There is another reason why the northern part of the State is preferable. Chicago of itself is, and will be, something of a market for produce; but it is the best spot in the whole State, to carry produce to be transported to a northern market. From this, it is carried all the way by water to New-York city; and the distance is no greater than from the middle and lower parts of the State to New-Orleans, and the expense of transportation the same.

But after all, there is no such place as a perfect elysium on earth; and to this bright picture of the new world, there must be added some slight shades. In the first place there are many prairie wolves all over the country, so that it is almost impossible to keep sheep. In travelling over the country, I have started half a dozen in a day; they did not appear to be very wild; but they seldom or never attack a man, unless retreat is cut off, or sorely pressed by hunger. They are of a brown color, and of the size of a large dog. The men have a good deal of sport in running them down, and killing them.—They take a stick, mount a fleet horse, soon come up with them, and knock them on the head.
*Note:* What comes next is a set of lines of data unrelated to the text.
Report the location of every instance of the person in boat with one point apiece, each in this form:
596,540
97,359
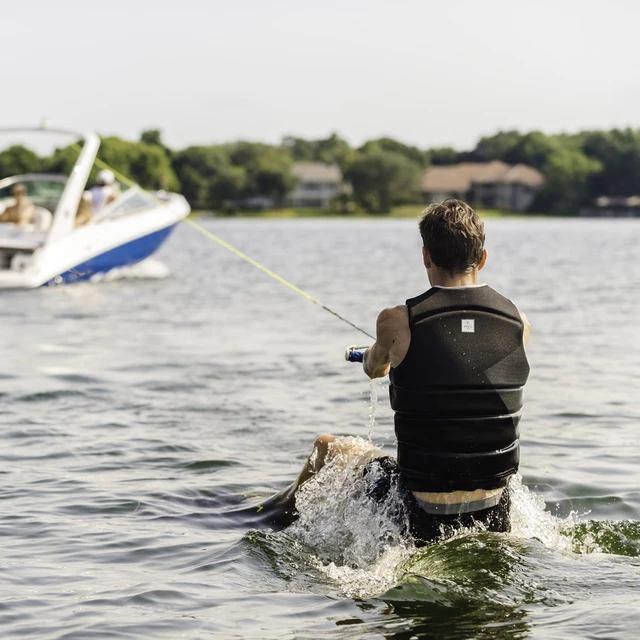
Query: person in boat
456,361
22,212
105,191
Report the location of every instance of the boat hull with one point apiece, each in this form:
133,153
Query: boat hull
97,248
123,256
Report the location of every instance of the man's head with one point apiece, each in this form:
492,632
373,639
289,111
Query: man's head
19,192
105,178
452,237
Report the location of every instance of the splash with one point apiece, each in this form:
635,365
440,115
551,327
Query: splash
373,407
354,540
361,544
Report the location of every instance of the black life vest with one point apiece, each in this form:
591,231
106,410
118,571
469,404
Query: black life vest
457,395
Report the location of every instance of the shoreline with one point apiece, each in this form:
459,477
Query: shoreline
404,211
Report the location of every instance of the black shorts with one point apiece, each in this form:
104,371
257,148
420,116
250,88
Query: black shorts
386,484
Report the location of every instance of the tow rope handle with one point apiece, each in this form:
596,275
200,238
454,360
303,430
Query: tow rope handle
354,354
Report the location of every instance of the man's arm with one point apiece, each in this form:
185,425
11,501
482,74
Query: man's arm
527,329
390,332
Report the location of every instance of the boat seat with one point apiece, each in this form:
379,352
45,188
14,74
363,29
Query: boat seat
42,219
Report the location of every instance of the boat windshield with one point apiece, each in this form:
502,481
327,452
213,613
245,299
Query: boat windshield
41,190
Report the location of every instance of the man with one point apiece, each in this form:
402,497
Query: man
22,212
457,366
104,192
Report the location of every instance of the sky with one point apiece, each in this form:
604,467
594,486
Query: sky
427,72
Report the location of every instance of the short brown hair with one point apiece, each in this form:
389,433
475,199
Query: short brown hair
453,234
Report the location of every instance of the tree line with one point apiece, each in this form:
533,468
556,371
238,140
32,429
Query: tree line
384,172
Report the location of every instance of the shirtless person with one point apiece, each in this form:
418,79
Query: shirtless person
457,366
22,212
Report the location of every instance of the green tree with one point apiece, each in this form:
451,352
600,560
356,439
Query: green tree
567,171
268,169
389,144
381,178
144,164
332,150
496,147
301,150
18,159
197,168
619,153
442,156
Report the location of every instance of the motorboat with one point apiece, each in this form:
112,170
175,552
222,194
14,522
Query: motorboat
55,248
A man on Fox river told me he made a wolf pen over a cow that got accidentally killed, and caught twelve wolves in one week! As the country becomes settled they will disappear. There are but few bears; the country is too open for them. I had one or two meals of bear meat, but it is not at all to my taste. Then, there are the prairie rattlesnakes, about a foot long. Their bite is not considered very dangerous. There is a weed, growing universally on the prairie, that is a certain cure for it. They are not, however, plenty. Men told me, that they had passed a whole year without seeing one.